That's an out of context straw man that I never stated. In fact, I mentioned in a previous post that the 20% loss to inflation from previous years when interest was even lower isn't going to be made up despite better interest rates now that current rates will still result in a net loss in "real" purchasing power in a non-retirement account. The money is there, but the purchasing power is gone, so there's no extra to spend.

In my non-retirement account, it would take about 7% interest at my current marginal federal and state tax rates to keep up with year over year inflation. 5% that I was getting on my renewals a few months back doesn't cut it. So no, the additional earnings aren't making up for taxes and inflation. And due to negative effects of having higher taxable income in regard to ACA subsidies, it's another negative for people under 65 that are trying to regular income for better subsidies. Higher interest rates are showing much higher income for me on paper, yet I'm not really getting ahead due to taxes and inflation, but it still works against me for the ACA (not currently using, but will next year, so this could be significant).

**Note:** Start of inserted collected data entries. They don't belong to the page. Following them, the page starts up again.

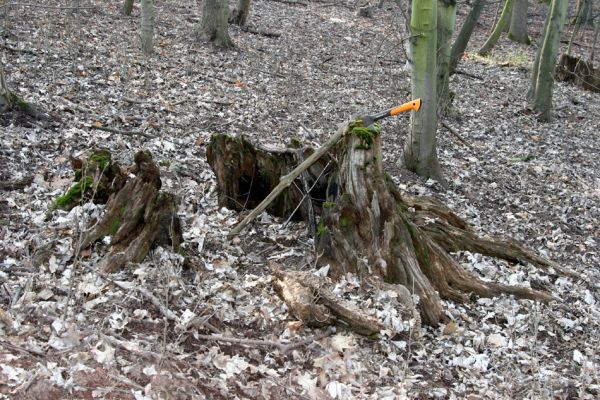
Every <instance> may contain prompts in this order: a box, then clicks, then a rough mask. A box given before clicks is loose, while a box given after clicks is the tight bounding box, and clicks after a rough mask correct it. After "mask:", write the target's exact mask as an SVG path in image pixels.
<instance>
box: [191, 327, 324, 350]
mask: <svg viewBox="0 0 600 400" xmlns="http://www.w3.org/2000/svg"><path fill="white" fill-rule="evenodd" d="M334 332H335V329H334V328H332V327H329V328H328V329H327V330H326V331H325V332H323V333H320V334H318V335H315V336H313V337H310V338H307V339H304V340H301V341H298V342H295V343H288V344H284V343H281V342H278V341H271V340H258V339H246V338H235V337H231V336H223V335H196V336H194V337H196V338H198V339H204V340H214V341H217V342H228V343H238V344H242V345H246V346H266V347H275V348H276V349H278V350H279V351H281V352H282V353H287V352H288V351H290V350H294V349H296V348H298V347H302V346H305V345H307V344H310V343H313V342H315V341H317V340H320V339H322V338H324V337H327V336H329V335H331V334H332V333H334Z"/></svg>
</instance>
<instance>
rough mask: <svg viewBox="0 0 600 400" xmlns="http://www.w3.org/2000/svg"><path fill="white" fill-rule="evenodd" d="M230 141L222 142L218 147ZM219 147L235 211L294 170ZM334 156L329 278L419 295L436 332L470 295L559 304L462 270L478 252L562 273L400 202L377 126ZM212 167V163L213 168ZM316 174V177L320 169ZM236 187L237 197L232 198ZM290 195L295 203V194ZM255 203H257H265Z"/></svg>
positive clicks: (221, 182) (329, 183) (447, 216)
mask: <svg viewBox="0 0 600 400" xmlns="http://www.w3.org/2000/svg"><path fill="white" fill-rule="evenodd" d="M228 140H230V139H225V138H219V139H218V141H219V142H227V141H228ZM231 140H234V139H231ZM247 145H248V143H246V146H247ZM215 146H216V145H215ZM217 147H218V148H219V149H220V151H219V156H220V157H223V161H222V162H223V163H225V164H224V165H229V166H230V168H229V169H228V170H227V173H224V171H222V170H219V169H216V170H215V173H216V175H217V181H218V185H219V192H220V194H219V199H220V201H221V205H225V202H226V201H228V203H227V204H232V203H231V200H229V199H231V198H237V199H238V200H236V201H235V204H238V203H239V196H240V194H242V195H243V194H246V193H256V194H257V195H258V194H261V195H262V198H264V197H266V195H267V194H268V190H264V189H265V188H266V187H272V186H273V185H275V184H277V182H272V181H270V184H269V185H267V186H265V187H263V188H262V189H261V190H258V191H256V192H253V183H254V182H256V181H254V180H253V179H249V178H248V177H261V176H270V177H272V178H273V179H274V177H276V176H278V175H279V174H280V172H279V170H276V171H275V170H271V169H270V167H271V166H273V165H277V166H278V167H279V166H281V165H288V162H289V160H288V161H280V162H279V163H278V162H275V161H274V160H276V159H278V157H280V156H281V155H282V154H285V152H284V151H279V152H277V153H270V154H267V153H265V154H263V155H262V156H261V157H271V158H269V159H270V160H272V161H271V162H269V163H258V162H254V161H253V162H246V161H244V160H248V157H249V156H248V154H252V153H253V152H252V148H247V151H245V152H241V151H239V149H236V151H234V152H229V151H228V148H227V147H226V146H217ZM331 153H332V154H329V155H328V156H327V158H328V160H331V159H335V160H337V163H336V164H335V167H334V169H333V170H332V171H330V172H328V173H327V184H326V185H325V186H324V187H325V189H322V190H323V191H324V192H325V194H326V201H325V202H324V203H322V204H321V207H320V210H321V211H322V215H321V219H320V222H319V226H318V228H317V241H318V246H317V247H318V248H317V254H322V255H321V257H320V259H319V265H326V264H329V265H330V267H331V268H330V272H329V276H330V277H331V278H333V279H336V278H337V277H340V276H343V275H345V274H346V273H354V274H357V275H358V276H359V277H361V279H363V280H365V281H366V280H368V279H369V280H370V279H372V278H373V277H379V278H381V280H382V281H383V282H385V283H387V284H396V285H401V286H403V287H404V288H405V289H407V290H408V291H410V292H411V293H413V294H416V295H418V297H419V303H418V309H419V312H420V314H421V318H422V320H423V322H424V323H426V324H430V325H437V324H438V323H439V322H441V321H442V320H443V319H444V315H443V312H442V311H443V310H442V305H441V301H440V300H441V299H449V300H453V301H457V302H464V301H467V300H469V298H470V294H472V293H473V294H476V295H478V296H485V297H491V296H496V295H499V294H502V293H508V294H513V295H515V296H517V297H522V298H530V299H536V300H541V301H549V300H552V299H554V298H553V297H552V296H551V295H550V294H549V293H547V292H542V291H536V290H532V289H529V288H525V287H513V286H508V285H503V284H498V283H489V282H483V281H482V280H481V279H479V278H478V277H477V276H475V275H474V274H472V273H470V272H468V271H466V270H465V269H464V268H462V267H461V266H460V265H459V264H458V263H457V262H456V261H455V260H454V259H453V258H452V257H451V256H450V255H449V252H454V251H460V250H465V251H472V252H478V253H481V254H484V255H490V256H494V257H499V258H503V259H507V260H509V261H513V262H530V263H534V264H536V265H538V266H541V267H543V268H548V267H552V268H554V269H556V270H558V271H561V272H564V271H562V270H561V269H560V268H559V267H558V266H557V265H556V264H554V263H552V262H551V261H548V260H545V259H544V258H542V257H539V256H537V255H535V254H534V253H533V252H532V251H530V250H527V249H526V248H524V247H523V246H521V245H519V244H518V243H516V242H513V241H508V240H502V239H498V238H488V239H482V238H480V237H479V236H477V235H476V234H475V233H474V232H473V230H472V229H471V228H470V227H469V225H468V224H467V223H466V222H465V221H463V220H461V219H460V218H459V217H458V216H457V215H456V214H454V213H453V212H452V211H451V210H450V209H449V208H448V207H446V206H445V205H443V204H442V203H441V202H439V201H437V200H434V199H431V198H412V197H407V196H404V195H402V194H401V193H400V191H399V189H398V188H397V187H396V185H395V184H394V183H393V181H392V179H391V178H390V177H389V176H388V175H386V174H385V173H384V171H383V167H382V156H381V137H380V131H379V127H378V126H375V127H373V126H371V127H363V126H362V125H361V121H355V122H353V123H351V124H349V125H348V126H347V130H346V133H345V135H344V136H343V137H342V139H341V141H340V142H339V143H338V145H337V146H335V147H334V148H333V149H332V152H331ZM211 157H214V153H213V154H212V155H211V153H210V152H209V160H210V159H211ZM251 159H252V160H255V158H252V157H251ZM225 160H227V161H225ZM281 160H283V159H281ZM213 163H214V160H213V162H212V163H211V165H213ZM217 164H218V163H217ZM319 164H320V165H327V163H326V162H325V160H320V161H319ZM219 165H220V164H219ZM315 165H316V164H315ZM315 165H313V166H315ZM242 166H244V167H243V168H242ZM292 167H293V166H292ZM222 168H224V166H222ZM261 168H266V170H263V169H261ZM287 168H290V167H287ZM314 169H315V171H313V173H315V174H316V172H317V171H316V170H317V169H318V168H316V167H315V168H314ZM317 176H319V175H318V174H317ZM240 181H244V182H245V185H246V186H245V187H244V190H243V191H240V190H239V188H240V183H239V182H240ZM236 182H237V183H236ZM292 186H293V185H292ZM232 188H234V189H236V190H237V191H235V190H234V191H231V189H232ZM293 190H295V189H294V188H293V187H290V188H289V191H293ZM284 195H285V196H288V199H290V200H291V199H292V196H291V194H290V193H287V194H285V193H284ZM297 197H298V196H296V197H293V198H294V199H296V198H297ZM253 201H254V202H253V203H252V204H254V203H255V202H257V201H259V199H254V200H253ZM292 206H293V204H291V205H289V207H288V208H286V209H287V210H289V209H291V208H292ZM404 288H403V289H402V290H405V289H404ZM288 300H289V299H288ZM288 300H286V302H287V301H288Z"/></svg>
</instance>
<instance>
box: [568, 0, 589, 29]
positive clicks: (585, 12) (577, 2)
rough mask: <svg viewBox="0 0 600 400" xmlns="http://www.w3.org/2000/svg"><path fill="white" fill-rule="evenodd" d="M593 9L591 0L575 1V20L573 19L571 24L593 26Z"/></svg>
mask: <svg viewBox="0 0 600 400" xmlns="http://www.w3.org/2000/svg"><path fill="white" fill-rule="evenodd" d="M593 8H594V7H593V6H592V0H577V9H576V11H575V18H573V24H576V25H593V24H594V13H593Z"/></svg>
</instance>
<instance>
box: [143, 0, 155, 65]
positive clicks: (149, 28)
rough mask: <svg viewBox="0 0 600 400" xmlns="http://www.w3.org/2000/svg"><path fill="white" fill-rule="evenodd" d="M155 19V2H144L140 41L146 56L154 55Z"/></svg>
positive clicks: (144, 0)
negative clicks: (152, 52)
mask: <svg viewBox="0 0 600 400" xmlns="http://www.w3.org/2000/svg"><path fill="white" fill-rule="evenodd" d="M154 17H155V16H154V0H142V18H141V21H140V39H141V45H142V51H143V52H144V53H146V54H152V52H153V45H152V40H153V37H154Z"/></svg>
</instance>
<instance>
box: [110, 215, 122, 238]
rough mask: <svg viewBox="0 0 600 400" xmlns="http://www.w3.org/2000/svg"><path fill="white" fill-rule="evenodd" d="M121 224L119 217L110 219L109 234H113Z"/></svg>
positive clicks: (120, 220) (117, 228) (113, 235)
mask: <svg viewBox="0 0 600 400" xmlns="http://www.w3.org/2000/svg"><path fill="white" fill-rule="evenodd" d="M120 226H121V219H120V218H115V219H113V220H112V222H111V223H110V234H111V236H114V235H115V234H116V233H117V231H118V230H119V227H120Z"/></svg>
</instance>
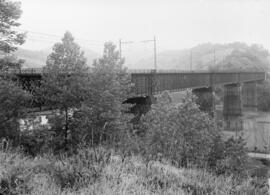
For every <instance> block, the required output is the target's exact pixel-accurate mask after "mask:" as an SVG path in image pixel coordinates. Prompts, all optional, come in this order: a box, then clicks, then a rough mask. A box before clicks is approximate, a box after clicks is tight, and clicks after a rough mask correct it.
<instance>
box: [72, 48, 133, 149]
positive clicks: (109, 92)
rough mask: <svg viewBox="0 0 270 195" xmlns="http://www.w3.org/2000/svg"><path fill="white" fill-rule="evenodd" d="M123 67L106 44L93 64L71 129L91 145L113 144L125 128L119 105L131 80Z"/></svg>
mask: <svg viewBox="0 0 270 195" xmlns="http://www.w3.org/2000/svg"><path fill="white" fill-rule="evenodd" d="M123 63H124V61H123V59H120V58H119V53H118V51H116V47H115V45H113V44H112V43H105V46H104V53H103V57H102V58H100V59H98V60H96V61H95V62H94V64H93V68H92V71H91V74H90V78H89V80H90V82H89V85H88V86H89V88H88V91H89V92H90V95H89V96H88V97H87V99H86V100H85V101H84V102H83V105H82V107H81V108H80V109H79V110H77V111H75V113H74V118H75V120H77V121H76V122H75V123H74V126H75V127H76V128H78V129H81V130H80V131H81V132H83V134H84V135H85V136H84V139H85V140H86V141H88V142H89V141H91V143H92V144H98V143H100V142H101V141H104V140H107V141H112V140H114V141H116V139H117V138H116V137H118V135H119V131H120V130H121V129H122V130H123V129H124V126H126V125H127V124H126V122H127V121H128V117H127V116H126V115H125V114H124V113H123V111H124V106H123V105H122V102H123V101H124V100H125V99H126V98H127V97H128V95H129V93H130V87H131V80H130V77H129V75H128V74H127V72H126V69H125V68H124V67H123ZM125 119H126V120H125Z"/></svg>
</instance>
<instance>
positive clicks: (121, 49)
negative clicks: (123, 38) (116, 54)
mask: <svg viewBox="0 0 270 195" xmlns="http://www.w3.org/2000/svg"><path fill="white" fill-rule="evenodd" d="M130 43H133V42H132V41H122V39H119V58H120V59H121V58H122V44H130Z"/></svg>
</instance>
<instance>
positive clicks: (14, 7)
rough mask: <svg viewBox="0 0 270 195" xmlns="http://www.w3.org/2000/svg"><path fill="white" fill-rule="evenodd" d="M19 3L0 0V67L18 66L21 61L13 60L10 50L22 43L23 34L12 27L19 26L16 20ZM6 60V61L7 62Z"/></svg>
mask: <svg viewBox="0 0 270 195" xmlns="http://www.w3.org/2000/svg"><path fill="white" fill-rule="evenodd" d="M20 7H21V4H20V3H19V2H13V1H10V0H1V1H0V35H1V38H0V69H2V70H3V69H7V68H10V67H20V65H21V63H22V61H20V60H19V61H17V60H15V61H13V60H10V58H13V57H12V55H10V54H9V53H10V52H13V51H15V50H16V49H17V45H21V44H23V43H24V38H25V34H24V33H21V32H18V31H16V30H14V29H13V27H18V26H20V23H19V22H17V20H18V19H19V18H20V16H21V13H22V11H21V8H20ZM7 62H8V63H7Z"/></svg>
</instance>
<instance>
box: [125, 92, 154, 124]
mask: <svg viewBox="0 0 270 195" xmlns="http://www.w3.org/2000/svg"><path fill="white" fill-rule="evenodd" d="M155 102H156V99H155V97H154V96H153V95H149V96H144V97H133V98H129V99H127V100H126V101H124V102H123V103H127V104H133V106H132V107H131V108H130V113H132V114H134V115H135V117H134V119H133V120H132V122H135V123H136V122H138V121H139V120H140V118H141V116H142V115H143V114H146V113H147V112H148V111H149V110H150V109H151V105H152V104H154V103H155Z"/></svg>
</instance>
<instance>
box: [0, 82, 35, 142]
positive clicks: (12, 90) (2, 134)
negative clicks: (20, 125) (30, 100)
mask: <svg viewBox="0 0 270 195" xmlns="http://www.w3.org/2000/svg"><path fill="white" fill-rule="evenodd" d="M30 98H31V96H30V95H29V94H28V93H27V92H26V91H24V90H22V89H21V88H20V87H19V86H18V85H17V84H16V83H14V82H12V81H10V80H3V79H1V78H0V138H3V137H4V138H8V139H12V140H17V139H18V138H19V135H20V130H19V123H18V120H19V119H20V118H22V117H23V116H24V115H25V108H26V106H27V104H28V103H29V102H30V101H29V100H30ZM15 143H16V142H15Z"/></svg>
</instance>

Like I said, even though I'm earning 5% interest before taxes and inflation, I'm actually losing purchasing power once those are factored in. So, there's nothing left to spend. This is going to be the same for most others, most people earning a much lower percentage than those of us on this forum in non-retirement accounts.

If someone isn't very good at math, they might actually "think" that's extra money when they are actually losing actual purchasing power. It will catch up with them eventually. Plus, they're still out what they lost out on the previous years up to now where inflation totaled closer to 20%.

A lot of people are spending, but it's not because CDs are suddenly giving them a lot of extra purchasing power to blow money.

We are both under 65 and pay $1855 a month for a Bronze PPO with zero subsidies due to income cut-offs. Many people benefiting from higher interest rates are over 65 and are not on any ACA plans. You are presenting a pretty extreme case. More people qualify for ACA subsidies now than in 2020 due to the increase in limits. We are much better off today than in 2020. Fixed income investing is no longer a mental exercise. It's simple now. Buy a CD, treasury, agency or corporate note, collect interest through out the term, re-invest the interest and principal when the security matures.
 
<mod note> A reminder, this thread is not a discussion on the benefits of fixed income, it’s intended to highlight current rates and good deals.
 
Our local credit union sent an email......for any CD maturing in July or August, you can elect to roll it over into an 11 month CD at 5.25%. I have one due in July, and 2 in September. They won't consider the September ones. I appreciate that they let me know about this in an email, as I may have missed the offer if it was only posted on their website. This way I can chose to do it, or not, but at least I know it is being offered.